While motivation is essential, Roberts is keenly aware of staff exhaustion, particularly when a wedding may run for 10 hours. Personal service is a priority, with a team of seven looking after 100 guests (one staff member per 20 guests, plus a bartender and a supervisor).
“We’re always looking at new ways to improve. This year, we’re using our cellar to grow our own mushrooms on-site.”—John Offenhauser, chef de cuisine, Customs House, Brisbane
“It’s important to give the team encouragement during the night. If we have extremely long functions, we’ll bring in two teams. I don’t want anyone working an incredibly long shift—it’s impossible to give 110 per cent for over 10 hours at a time.”
Roberts makes a point of keeping up to date with current trends in the restaurant and function industry, and also works closely with the chef de cuisine, John Offenhauser.
“We’re certainly giving guests a unique restaurant experience when they come to our events,” says Offenhauser, who’s been working at Customs House for the past nine years. “We’re always looking at new ways to improve. This year we’re using our cellar to grow our own mushrooms on site.”
Being in the CBD, the venue doesn’t have the space for a market garden but underneath the heritage building was a humid sandstone cellar, perfect for growing shiitake and oyster mushrooms.
The chef de cuisine has developed a mix of degustation dinners and sharing experiences—popular options for weddings. “We’ve produced family-style share platters that are placed down the middle of the table. We’re always innovating, changing and evolving our menus while keeping up to date with the latest trends in how people like to dine.”

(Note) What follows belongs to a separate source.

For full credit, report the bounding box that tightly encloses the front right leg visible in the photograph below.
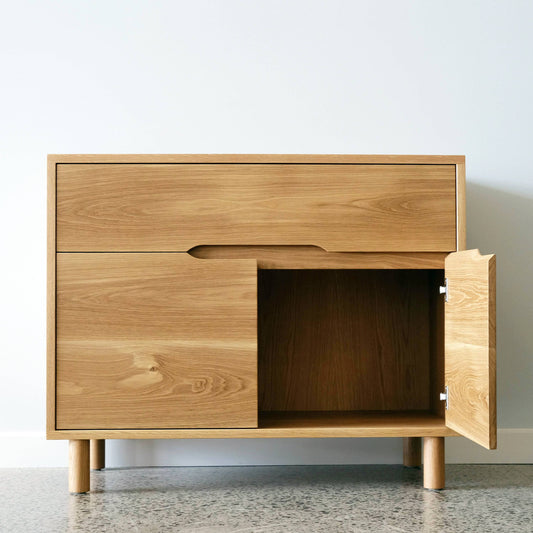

Offenhauser and his chefs run regular menu tastings with the staff, covering everything from recipes to dietary requirements. “The wait staff need to be aware of food that’s gluten-free or dairy-free on the menu so they can answer any tricky questions from customers,” he says.
Customs House has evolved its marketing by cutting back on print advertising and spending more on social media and search engine optimisation (SEO).

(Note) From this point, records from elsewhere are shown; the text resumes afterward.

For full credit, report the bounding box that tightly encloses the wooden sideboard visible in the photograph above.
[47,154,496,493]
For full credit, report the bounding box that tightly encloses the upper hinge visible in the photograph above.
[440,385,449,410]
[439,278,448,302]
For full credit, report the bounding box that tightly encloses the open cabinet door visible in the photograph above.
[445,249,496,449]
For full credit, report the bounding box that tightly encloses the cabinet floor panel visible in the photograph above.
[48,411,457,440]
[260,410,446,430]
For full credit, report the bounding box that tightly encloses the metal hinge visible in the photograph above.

Roberts says, “SEO for a location-based catering venue is absolutely essential. If a bride is looking for a venue, they’re likely to type in ‘Brisbane wedding venues’ and that will probably give them their short list. With our Facebook, we can target people when they change their status from being in a relationship to engaged so that our ads pop up in their feed.”
Roberts also ensures that the building’s heritage is respected. Built in 1884, Customs House has been running an opulent ballroom, elegant boardrooms, seminar rooms and a licensed restaurant for two decades. Maintenance and restoration work are required each year.
“We’re very conscious of keeping our rooms fresh and painted,” says Roberts. “Earlier this year, we did a major refurbishment on our lower level to create a state-of-the-art event space. It’s quite unique to have such a contemporary space in a traditional building. Corporate clients love it because it offers built-in audiovisual equipment and cutting-edge sound and lighting.”
Customs House’s simple business plan—a cohesive team serving an inspired menu in a beautiful space equipped with the latest technology—makes it clear that this Caterer of the Year has many more awards to look forward to.